Las humanidades son, por definición y por historia, el espacio de la reflexión, el telar donde se urde la trama del pensamiento crítico. Hoy en día, sin embargo, se enfrentan a una sociedad inclinada a favorecer el desarrollo tecnológico y científico.
Las humanidades viven hoy un momento paradójico. Por una parte, el poder arrollador de las ciencias y el desarrollo acelerado de la tecnología parecen querer relegarlas, en algunas instituciones académicas, a la categoría ornamental, como esos blasones que cifraron en su época el honor de una estirpe y que el tiempo fue desdorando hasta arrinconarlos en algún desván de polvo y desmemoria.
Y sin embargo —de ahí la paradoja— nunca fueron las humanidades más necesarias que en los principios de este todavía nuevo siglo XXI.
Las humanidades son, por definición y por historia, el espacio de la reflexión, el telar donde se urde la trama del pensamiento crítico. Es en el movimiento incesante de sus hilos donde se teje y se desteje el tapiz del sentido mismo de nuestras existencias. Recordemos, por ejemplo: Newton descubrió y definió el tiempo matemático —central para el desarrollo de toda la ciencia moderna— pero fueron las humanidades, desde Shakespeare hasta Bergson, las que iluminaron en profundidad su sentido en la conciencia del ser humano, y en el desarrollo de sus culturas.
Hoy les toca dar cuenta de la transformación vertiginosa de un mundo desbocado, donde las fronteras que definieron durante siglos el lugar de las cosas se trastocan, y donde las posibilidades de incidir sobre la naturaleza y cuestionar cada aspecto de nuestra propia identidad se multiplican.
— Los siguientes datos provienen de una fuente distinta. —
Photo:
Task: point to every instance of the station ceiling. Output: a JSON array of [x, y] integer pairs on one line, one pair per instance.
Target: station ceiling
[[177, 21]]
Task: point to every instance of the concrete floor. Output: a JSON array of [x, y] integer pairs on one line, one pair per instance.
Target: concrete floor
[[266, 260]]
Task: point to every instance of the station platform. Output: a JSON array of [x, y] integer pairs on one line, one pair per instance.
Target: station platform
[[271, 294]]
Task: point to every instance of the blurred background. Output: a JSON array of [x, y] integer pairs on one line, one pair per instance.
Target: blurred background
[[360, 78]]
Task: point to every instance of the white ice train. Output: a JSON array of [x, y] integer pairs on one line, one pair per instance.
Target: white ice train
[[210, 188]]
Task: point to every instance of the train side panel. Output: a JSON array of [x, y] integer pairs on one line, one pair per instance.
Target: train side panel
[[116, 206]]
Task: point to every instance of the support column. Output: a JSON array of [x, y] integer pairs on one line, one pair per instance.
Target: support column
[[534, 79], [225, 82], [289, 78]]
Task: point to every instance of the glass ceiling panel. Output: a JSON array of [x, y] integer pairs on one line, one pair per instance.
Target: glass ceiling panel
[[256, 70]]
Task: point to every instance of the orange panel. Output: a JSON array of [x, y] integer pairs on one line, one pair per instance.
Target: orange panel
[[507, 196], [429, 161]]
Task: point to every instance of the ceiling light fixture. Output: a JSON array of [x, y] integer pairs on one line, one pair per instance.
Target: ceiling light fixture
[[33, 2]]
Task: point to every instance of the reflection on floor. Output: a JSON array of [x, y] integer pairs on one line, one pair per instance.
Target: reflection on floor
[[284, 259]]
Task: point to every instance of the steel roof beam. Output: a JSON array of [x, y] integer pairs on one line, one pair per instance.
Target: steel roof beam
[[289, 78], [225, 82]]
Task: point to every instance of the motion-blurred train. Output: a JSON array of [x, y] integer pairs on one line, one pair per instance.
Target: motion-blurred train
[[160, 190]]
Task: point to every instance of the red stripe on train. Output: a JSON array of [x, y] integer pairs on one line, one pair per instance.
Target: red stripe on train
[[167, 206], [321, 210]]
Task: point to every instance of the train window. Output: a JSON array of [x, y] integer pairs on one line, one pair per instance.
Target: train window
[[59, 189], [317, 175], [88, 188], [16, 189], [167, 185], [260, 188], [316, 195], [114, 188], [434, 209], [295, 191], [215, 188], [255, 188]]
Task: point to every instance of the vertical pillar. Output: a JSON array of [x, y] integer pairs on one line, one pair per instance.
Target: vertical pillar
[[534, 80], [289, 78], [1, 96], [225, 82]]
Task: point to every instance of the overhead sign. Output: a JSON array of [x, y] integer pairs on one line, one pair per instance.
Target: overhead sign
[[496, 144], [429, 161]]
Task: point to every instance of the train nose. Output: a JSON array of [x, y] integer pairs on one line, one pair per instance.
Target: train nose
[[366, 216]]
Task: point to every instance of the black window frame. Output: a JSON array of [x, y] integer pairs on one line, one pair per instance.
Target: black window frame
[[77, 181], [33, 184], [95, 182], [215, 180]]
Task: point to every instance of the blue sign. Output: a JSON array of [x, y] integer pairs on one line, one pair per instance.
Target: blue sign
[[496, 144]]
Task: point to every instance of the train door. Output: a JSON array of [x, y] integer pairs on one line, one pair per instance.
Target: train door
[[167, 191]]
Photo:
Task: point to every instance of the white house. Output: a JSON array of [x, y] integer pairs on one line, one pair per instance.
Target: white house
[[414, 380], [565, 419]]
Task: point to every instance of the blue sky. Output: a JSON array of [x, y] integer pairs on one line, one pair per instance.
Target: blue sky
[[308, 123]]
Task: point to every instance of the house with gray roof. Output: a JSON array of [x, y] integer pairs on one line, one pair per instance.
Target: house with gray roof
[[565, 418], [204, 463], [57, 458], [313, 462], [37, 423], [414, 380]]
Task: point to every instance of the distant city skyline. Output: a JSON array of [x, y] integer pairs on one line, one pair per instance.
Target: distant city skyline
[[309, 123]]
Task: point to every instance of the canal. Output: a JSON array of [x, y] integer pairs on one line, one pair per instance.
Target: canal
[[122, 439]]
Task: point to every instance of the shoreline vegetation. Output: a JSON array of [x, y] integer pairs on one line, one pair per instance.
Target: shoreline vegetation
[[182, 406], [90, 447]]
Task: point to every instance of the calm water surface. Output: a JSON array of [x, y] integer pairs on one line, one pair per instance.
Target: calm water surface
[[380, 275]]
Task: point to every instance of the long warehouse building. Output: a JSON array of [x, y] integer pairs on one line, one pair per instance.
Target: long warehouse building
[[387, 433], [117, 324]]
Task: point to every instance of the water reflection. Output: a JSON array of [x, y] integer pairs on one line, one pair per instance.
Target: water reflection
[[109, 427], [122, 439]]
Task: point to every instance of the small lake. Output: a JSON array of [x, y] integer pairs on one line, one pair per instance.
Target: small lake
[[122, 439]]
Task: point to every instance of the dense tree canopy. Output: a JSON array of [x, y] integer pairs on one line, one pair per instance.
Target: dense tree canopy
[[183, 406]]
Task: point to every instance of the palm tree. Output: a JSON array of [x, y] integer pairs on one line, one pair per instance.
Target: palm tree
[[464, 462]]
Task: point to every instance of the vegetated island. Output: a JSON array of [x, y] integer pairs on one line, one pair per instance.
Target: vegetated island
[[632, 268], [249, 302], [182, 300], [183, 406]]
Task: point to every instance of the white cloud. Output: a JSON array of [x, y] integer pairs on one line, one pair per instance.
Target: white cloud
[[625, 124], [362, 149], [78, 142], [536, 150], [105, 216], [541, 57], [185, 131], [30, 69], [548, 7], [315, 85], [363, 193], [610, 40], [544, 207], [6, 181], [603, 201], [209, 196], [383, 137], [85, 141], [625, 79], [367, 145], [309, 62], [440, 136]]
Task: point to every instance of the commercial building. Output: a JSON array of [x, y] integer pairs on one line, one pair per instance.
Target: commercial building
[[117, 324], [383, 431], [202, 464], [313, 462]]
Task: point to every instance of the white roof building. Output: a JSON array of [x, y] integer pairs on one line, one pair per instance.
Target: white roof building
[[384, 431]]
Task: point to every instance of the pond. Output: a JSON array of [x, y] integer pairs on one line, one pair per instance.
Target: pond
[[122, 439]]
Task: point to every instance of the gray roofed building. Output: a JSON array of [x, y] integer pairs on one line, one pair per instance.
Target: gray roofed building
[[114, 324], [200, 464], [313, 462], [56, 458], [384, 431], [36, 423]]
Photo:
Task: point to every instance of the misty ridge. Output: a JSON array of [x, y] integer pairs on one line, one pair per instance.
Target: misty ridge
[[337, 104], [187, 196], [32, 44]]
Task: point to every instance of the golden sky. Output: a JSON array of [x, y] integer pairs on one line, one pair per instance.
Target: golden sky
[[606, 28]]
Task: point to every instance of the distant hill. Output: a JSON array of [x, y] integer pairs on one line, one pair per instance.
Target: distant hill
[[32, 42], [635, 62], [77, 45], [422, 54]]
Nunca fueron las humanidades más necesarias para elaborar las grandes narrativas de un pensamiento crítico. Es en la pulsión y el diálogo incesante de sus voces múltiples —música, historia, filosofía, literatura, artes plásticas— donde se exploran y elaboran en nuevas fronteras y nuevas ontologías, las claves del presente, una nueva visión del pasado, y el futuro de nuestra existencia.